Reyu spürte meinen Blick anscheinend auf sich ruhen, denn nun hob er den Kopf und blickte direkt in meine Richtung. Als er mich sah, lockerte sich sein grimmiger Blick und er grinste mich einen kleinen Moment an. Mein Herz machte einen winzigen Sprung und unwillkürlich musste ich auch lächeln, als ich die kleinen Grübchen in seinen Wangen erscheinen sah, während er sich schon wieder der Arbeit zugewandt hatte.
Schon von Anfang an hatte ich mit meiner Vermutung Recht behalten, dass Reyu niemand war, der unsere Beziehung an die große Glocke hängen würde. Er bemühte sich auch nicht gerade, sie geheim zu halten, doch vor allem, wenn wir in der Stadt unterwegs waren, merkte ich, dass er etwas vorsichtiger war. Den Grund dafür konnte ich mir auch denken, ohne dass wir darüber sprachen. Seine Rebellengruppe wäre sicherlich nicht begeistert davon, wenn sie wüsste, dass er mit einer Caraliv zusammen war.

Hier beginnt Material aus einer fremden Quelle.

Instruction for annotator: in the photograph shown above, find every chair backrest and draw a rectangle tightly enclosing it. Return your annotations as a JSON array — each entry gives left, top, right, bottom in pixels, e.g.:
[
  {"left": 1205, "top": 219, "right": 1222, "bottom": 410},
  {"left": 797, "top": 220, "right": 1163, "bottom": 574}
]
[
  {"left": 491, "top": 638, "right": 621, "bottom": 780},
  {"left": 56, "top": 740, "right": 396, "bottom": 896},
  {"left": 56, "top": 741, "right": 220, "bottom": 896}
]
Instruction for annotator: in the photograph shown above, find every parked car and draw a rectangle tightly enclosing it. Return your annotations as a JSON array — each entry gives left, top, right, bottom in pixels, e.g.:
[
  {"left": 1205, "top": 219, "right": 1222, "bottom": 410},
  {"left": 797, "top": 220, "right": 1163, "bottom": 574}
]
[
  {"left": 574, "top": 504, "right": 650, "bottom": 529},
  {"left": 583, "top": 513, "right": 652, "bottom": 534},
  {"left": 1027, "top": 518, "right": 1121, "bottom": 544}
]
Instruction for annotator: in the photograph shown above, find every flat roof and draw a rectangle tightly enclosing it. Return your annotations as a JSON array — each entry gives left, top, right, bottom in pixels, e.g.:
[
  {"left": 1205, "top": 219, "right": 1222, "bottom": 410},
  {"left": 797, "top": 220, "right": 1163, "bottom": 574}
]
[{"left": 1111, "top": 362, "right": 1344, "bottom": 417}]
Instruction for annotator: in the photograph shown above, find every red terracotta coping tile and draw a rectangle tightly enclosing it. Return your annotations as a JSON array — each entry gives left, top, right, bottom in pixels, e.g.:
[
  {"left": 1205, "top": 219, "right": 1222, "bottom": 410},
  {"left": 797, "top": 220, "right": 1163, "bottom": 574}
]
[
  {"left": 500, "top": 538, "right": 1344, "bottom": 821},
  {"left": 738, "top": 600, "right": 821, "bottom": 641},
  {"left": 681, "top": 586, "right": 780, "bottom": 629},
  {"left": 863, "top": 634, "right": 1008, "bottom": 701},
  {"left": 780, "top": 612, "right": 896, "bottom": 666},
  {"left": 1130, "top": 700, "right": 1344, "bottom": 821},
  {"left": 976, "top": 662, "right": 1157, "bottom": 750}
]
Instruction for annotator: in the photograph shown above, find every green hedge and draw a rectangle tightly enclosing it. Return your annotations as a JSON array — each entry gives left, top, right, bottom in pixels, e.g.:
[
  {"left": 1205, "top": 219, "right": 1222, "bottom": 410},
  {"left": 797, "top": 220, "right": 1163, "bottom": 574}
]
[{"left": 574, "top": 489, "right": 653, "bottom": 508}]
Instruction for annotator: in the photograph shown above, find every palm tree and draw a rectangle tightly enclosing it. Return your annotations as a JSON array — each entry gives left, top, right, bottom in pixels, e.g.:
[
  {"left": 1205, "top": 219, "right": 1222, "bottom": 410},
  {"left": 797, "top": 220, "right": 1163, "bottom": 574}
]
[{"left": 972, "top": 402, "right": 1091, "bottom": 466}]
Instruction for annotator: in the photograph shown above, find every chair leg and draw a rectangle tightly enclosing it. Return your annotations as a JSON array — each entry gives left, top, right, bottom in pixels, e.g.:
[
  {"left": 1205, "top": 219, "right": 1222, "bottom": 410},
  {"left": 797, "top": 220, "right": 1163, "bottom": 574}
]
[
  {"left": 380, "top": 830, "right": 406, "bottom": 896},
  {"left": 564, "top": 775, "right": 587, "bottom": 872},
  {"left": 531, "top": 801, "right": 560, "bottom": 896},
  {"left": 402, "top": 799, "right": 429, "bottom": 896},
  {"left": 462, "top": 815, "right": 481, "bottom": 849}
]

Ich hatte nicht unbedingt etwas dagegen. Es würde ohnehin nicht zu Reyu passen, wenn er jetzt jedem voller Stolz von seiner neuen Freundin erzählen würde. Stattdessen zeigte er seine Zuneigung mit kleinen, unauffälligen Dingen. Dieses Grinsen gerade eben. Die scheinbar unabsichtlichen Berührungen, wenn wir aneinander vorbeiliefen, die jedes Mal ein klein wenig zu lange dauerten, um wirklich ausversehen zu sein. Die flüchtigen Küsse in einem unbeobachteten Moment, die mich jedes Mal freuten.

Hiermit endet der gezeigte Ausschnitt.